En realidad, esa voz de Umbral atacando a los primeros escritores que se pusieron tecnológicamente al día es algo muy antiguo, no ya en la negación de la modernidad, sino en la defensa de uno mismo frente a un mundo que no se acaba de comprender. A mí me costó dejar el tracatrá, me costó amoldarme al silencio, a la pantalla y a la navegación. Lo que ahora es natural fue en su momento tan abstracto, tan difícil de comprender como un logaritmo. Hoy, mi pequeño ordenador contiene miles de voces, las de amigos, las de conocidos, las de gente que muerde también. Eso sí, no te escribe novelas ni artículos. Ay. Pero como bien debía de saber Umbral por un buen amigo suyo, eso era más antiguo que la tecnología virtual, eso te lo hacían los negros de toda la vida.
El arte de irse
ELVIRA LINDO, 2015
Muestran algunos escritores, entre ellos mis amigos Jabois o Soto Ivars, una adoración sin reservas a Umbral como el columnista que supo pasar a tinta las palabras de la calle. Yo les digo que viví en directo esa fascinación, que fui la jovencita que leía con asombro los paseos escritos del cronista melenudo, soñaba con una vida de zascandileo nocturno y aspiraba a ser una columnista que esparciera negritas, como se echa la sal a un guiso, dando cuenta de todos los encuentros sabrosos que me salieran al paso. Pero había un malentendido en todo eso. Como bien es sabido, Umbral brujuleaba poco por la calle que decía conocer tan bien y tuvo siempre una relación de recelo hacia los más jóvenes. De hecho, se apuntó muy activamente a la denigración de los que fueron creando una comunidad de lectores de la que se han beneficiado todos los que surgieron después. Asombra pues el encandilamiento sin matices que despierta ahora don Paco entre algunos de los nuevos, porque el brillo y el genio de Umbral se fueron apagando en los últimos años precisamente por no haber aceptado que había otros tan buenos o incluso mejores que él, que jugaban con referencias de una mundanidad más real y habían superado las estrechas fronteras de la cultura española de entonces. Había una burla umbraliana hacia el esforzado cosmopolitismo de los nuevos, y ahí le secundaban todos aquellos que temían que nuestra cultura, tan recogidita, se infectara con palabras ajenas.

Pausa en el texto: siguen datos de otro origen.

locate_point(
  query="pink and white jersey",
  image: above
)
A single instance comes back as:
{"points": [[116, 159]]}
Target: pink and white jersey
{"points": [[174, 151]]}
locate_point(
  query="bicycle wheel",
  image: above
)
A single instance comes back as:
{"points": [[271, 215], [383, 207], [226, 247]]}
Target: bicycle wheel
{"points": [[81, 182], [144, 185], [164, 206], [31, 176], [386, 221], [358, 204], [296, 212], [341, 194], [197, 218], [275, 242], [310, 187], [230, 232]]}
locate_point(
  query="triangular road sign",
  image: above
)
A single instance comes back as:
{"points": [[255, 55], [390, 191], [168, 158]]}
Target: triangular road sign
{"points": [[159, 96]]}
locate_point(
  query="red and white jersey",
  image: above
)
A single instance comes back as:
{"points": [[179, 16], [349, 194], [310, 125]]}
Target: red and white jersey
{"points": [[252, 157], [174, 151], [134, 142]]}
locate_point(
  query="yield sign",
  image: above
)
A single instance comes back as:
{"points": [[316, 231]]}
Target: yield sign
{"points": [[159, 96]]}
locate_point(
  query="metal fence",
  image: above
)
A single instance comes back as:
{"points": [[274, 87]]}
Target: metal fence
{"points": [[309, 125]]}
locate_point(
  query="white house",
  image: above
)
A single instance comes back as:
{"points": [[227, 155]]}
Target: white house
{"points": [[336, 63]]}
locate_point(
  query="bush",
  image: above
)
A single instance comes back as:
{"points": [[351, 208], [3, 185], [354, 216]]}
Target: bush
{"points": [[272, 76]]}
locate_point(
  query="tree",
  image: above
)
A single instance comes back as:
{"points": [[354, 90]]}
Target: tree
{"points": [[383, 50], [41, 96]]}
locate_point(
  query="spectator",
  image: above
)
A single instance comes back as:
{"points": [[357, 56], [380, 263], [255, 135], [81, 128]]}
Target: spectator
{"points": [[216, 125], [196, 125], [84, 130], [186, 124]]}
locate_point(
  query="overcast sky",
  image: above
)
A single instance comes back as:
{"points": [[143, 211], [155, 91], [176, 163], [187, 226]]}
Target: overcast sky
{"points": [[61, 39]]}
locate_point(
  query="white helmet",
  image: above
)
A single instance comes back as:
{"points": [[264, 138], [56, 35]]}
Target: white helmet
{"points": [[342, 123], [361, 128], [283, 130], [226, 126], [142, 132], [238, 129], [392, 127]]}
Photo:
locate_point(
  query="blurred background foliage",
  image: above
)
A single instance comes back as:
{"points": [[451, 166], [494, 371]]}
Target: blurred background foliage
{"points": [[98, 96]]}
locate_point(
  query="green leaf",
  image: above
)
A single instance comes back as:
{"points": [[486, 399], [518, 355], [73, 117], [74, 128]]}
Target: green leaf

La mezquindad estrecha la mirada y empeora la escritura porque impide nutrirse de lo que hacen otros. Ningún escritor es único. Y cuando es único es porque se alimenta patológicamente de sí mismo y es incapaz de comportarse como el anciano de Goya que resume en dos palabras la más sabia actitud que uno puede tener ante la vida y ante cualquier oficio: “Todavía aprendo”.